We were making good progress on paying off the little debt we had and double-paying on mortgages until our lovely little ski camp near Sugarloaf Mountain started sinking into the ground. Hmmm, that was not part of plan! We really love this little house and it holds many, many dear memories for us—and for many others in our extended/blended family—so we felt the need to save it. This two-year rebuild project has set us back a bit, but we are still committed to get to that point, financially, where we have options for living the way we want to live. I think that Scott Mazuzan’s piece on page 12 offers some excellent pointers for starting down this path.
As Scott suggests, my husband and I have looked at the basic steps of determining assets, income and setting goals. The goals part was very easy. We would like to rent out our primary home and spend our time living on the road, exploring in our self-designed converted van, which we affectionately call The Love Shack. Then, we’ll spend our sedentary time living in the tiny camp that we are in the process of rescuing. One or both of us will likely continue to work, on some level, in our chosen fields to supplement our minimalist existence.
Reading the story on page 8 about John Rodrigue’s process of downsizing to a tiny home on wheels is very inspiring to me. Though I am not quite ready to officially start the process, I have already begun to get rid of stuff. This year, when Brian carried down from the attic seven large bins of Christmas decorations, I vowed that I would only re-store the items that I actually use. I think there will be more like three bins going back into the attic. Combine that with a commitment to do more “shopping” in my own closet than at the local downtown shops, to continue to focus on not wasting (anything) and to give away anything that I own that the kids want and I’ll be more prepared for that eventual shift in house size.
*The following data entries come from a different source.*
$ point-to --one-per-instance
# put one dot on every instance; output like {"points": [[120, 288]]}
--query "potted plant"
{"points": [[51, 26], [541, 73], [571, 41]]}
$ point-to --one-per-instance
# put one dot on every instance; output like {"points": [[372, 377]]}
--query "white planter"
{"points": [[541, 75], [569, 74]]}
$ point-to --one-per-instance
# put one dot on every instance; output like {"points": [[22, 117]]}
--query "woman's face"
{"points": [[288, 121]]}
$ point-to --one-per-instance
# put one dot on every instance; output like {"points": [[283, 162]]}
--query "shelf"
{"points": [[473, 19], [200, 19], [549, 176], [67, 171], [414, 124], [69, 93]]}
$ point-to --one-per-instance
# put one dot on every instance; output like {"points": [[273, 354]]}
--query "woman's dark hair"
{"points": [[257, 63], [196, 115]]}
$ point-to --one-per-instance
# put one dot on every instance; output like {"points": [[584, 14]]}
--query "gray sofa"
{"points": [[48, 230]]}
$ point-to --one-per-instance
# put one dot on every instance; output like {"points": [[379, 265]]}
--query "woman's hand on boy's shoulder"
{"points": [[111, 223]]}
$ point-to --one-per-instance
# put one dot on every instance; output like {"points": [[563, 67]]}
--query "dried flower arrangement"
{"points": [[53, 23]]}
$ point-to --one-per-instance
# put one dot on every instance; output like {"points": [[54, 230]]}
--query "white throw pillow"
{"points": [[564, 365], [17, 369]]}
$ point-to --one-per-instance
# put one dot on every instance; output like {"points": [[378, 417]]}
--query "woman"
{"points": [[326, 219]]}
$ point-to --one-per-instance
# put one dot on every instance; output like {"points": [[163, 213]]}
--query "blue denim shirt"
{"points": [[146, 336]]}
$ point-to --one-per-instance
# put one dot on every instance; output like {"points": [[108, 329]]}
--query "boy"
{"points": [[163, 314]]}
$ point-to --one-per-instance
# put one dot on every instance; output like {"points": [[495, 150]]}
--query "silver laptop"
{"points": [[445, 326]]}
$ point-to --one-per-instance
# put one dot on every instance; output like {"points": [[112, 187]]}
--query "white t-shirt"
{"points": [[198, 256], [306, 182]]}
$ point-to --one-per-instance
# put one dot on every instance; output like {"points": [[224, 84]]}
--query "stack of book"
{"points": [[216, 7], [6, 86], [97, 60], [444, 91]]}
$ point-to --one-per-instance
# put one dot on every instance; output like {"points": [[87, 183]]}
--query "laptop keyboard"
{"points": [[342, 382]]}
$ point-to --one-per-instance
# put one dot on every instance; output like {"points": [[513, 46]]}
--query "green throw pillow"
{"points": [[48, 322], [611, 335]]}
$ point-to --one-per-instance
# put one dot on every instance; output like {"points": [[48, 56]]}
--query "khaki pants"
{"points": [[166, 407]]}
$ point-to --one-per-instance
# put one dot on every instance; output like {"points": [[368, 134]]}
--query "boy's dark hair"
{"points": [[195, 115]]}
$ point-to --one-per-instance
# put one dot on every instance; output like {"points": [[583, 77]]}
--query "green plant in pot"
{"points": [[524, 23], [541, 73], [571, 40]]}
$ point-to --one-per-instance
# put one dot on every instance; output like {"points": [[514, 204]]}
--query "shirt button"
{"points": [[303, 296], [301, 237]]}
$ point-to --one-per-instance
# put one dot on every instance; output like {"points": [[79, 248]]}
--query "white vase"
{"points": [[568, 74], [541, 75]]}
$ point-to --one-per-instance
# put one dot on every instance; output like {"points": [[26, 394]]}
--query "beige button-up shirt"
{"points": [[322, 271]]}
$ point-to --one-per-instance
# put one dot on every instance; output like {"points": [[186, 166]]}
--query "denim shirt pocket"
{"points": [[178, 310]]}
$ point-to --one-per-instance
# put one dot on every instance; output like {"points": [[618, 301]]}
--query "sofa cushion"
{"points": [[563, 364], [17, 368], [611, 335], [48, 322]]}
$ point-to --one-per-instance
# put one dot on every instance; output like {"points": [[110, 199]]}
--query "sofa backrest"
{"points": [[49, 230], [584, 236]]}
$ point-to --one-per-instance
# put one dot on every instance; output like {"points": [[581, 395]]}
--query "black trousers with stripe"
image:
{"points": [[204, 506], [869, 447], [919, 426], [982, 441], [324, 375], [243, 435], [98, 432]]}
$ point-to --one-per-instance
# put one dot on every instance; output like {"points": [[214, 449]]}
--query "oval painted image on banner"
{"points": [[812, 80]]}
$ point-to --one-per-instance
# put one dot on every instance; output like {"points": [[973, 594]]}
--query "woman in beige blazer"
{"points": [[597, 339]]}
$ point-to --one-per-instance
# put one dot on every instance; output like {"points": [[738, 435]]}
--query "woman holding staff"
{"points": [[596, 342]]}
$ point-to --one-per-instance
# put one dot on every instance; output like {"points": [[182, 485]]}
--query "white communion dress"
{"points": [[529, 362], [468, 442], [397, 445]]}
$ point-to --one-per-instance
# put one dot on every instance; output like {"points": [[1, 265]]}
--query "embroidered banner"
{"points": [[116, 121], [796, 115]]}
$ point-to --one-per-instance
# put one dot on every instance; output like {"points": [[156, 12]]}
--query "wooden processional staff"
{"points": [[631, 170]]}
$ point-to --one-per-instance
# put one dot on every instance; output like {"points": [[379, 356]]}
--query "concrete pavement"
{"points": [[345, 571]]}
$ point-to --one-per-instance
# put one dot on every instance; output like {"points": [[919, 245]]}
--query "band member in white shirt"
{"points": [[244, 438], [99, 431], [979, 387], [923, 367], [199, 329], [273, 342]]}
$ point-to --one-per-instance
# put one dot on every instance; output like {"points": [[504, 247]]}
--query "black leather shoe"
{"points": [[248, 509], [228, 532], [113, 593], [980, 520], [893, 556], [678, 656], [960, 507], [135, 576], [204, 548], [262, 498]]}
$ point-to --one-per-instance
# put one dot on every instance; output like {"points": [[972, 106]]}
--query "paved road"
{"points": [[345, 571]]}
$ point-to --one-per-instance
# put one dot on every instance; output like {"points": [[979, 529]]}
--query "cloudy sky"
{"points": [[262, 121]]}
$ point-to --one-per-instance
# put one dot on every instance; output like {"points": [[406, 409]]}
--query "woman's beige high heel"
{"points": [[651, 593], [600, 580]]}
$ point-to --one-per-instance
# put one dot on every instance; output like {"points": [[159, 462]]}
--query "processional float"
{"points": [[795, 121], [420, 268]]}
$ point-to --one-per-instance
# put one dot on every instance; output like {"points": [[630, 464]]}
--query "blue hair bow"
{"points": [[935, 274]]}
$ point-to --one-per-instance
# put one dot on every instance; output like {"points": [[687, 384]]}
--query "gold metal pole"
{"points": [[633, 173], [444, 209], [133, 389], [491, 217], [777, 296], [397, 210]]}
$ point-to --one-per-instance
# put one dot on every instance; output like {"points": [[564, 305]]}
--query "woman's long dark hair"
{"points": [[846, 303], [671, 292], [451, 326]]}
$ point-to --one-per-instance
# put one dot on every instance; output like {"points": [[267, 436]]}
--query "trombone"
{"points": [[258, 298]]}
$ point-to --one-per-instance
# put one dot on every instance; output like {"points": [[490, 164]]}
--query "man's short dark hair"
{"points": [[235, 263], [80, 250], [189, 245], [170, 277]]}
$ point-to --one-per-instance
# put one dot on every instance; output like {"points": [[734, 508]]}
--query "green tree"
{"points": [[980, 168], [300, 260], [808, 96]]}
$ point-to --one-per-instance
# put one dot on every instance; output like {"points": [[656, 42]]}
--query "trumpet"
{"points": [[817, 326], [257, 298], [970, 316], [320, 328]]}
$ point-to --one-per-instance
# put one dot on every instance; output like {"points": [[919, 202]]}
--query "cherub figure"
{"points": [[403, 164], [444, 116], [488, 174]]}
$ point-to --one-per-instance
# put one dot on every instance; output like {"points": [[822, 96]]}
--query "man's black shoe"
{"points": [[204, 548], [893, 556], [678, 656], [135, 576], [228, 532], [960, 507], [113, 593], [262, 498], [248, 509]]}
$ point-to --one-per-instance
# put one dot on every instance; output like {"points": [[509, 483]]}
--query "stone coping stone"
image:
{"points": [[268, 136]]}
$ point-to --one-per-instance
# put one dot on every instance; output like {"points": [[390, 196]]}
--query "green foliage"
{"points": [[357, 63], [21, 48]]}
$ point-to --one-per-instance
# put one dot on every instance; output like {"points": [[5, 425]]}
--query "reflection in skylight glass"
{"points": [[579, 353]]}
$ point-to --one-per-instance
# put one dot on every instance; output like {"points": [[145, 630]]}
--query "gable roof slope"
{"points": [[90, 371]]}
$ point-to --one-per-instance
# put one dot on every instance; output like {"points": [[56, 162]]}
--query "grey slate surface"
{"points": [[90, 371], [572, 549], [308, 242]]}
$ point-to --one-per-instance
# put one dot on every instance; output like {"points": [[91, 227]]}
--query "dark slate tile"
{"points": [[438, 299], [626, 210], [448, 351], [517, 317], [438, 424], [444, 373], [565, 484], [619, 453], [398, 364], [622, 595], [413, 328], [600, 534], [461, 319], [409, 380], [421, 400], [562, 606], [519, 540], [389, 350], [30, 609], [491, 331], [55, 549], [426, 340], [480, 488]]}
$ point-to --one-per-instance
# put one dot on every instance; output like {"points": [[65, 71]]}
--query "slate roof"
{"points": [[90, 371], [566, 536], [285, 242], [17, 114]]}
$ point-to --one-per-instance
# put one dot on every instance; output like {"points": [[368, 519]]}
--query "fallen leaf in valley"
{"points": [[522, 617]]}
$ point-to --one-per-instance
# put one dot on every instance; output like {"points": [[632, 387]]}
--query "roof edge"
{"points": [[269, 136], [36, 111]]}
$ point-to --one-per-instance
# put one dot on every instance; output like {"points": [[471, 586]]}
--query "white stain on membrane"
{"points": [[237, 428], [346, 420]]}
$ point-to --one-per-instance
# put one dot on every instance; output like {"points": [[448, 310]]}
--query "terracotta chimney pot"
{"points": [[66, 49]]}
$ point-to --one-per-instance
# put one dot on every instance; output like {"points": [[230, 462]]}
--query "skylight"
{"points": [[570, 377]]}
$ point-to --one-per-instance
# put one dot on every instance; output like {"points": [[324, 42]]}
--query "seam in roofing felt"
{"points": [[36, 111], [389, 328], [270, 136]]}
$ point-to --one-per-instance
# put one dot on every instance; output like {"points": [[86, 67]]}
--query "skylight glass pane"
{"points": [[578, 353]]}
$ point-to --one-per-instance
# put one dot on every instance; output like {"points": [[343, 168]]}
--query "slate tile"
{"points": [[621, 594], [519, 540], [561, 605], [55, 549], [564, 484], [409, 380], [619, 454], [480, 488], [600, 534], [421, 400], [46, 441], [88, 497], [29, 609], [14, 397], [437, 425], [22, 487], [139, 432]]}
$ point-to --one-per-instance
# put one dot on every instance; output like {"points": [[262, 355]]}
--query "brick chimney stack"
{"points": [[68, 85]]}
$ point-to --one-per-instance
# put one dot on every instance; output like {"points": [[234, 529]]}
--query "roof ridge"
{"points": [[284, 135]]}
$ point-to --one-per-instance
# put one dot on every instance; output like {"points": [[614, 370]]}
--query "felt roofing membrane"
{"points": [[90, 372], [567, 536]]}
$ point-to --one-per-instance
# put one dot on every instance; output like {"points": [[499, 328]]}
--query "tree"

There’s much more to read and learn in this issue of My Generation. We are so excited to be re-introducing My Generation magazine in a more traditional magazine format with loads of color and nice glossy paper, along with great content for my over-50 contemporaries. Each issue will be targeted to the active, engaged 50- to 100-year-olds who are busy juggling full and demanding lives and who may be starting to think about a future that is different than life today. We all are busy with work, maybe kids, maybe taking care of parents or other loved ones, our homes, our passions and our dreams. I hope you find something in each issue that touches on many areas of your life.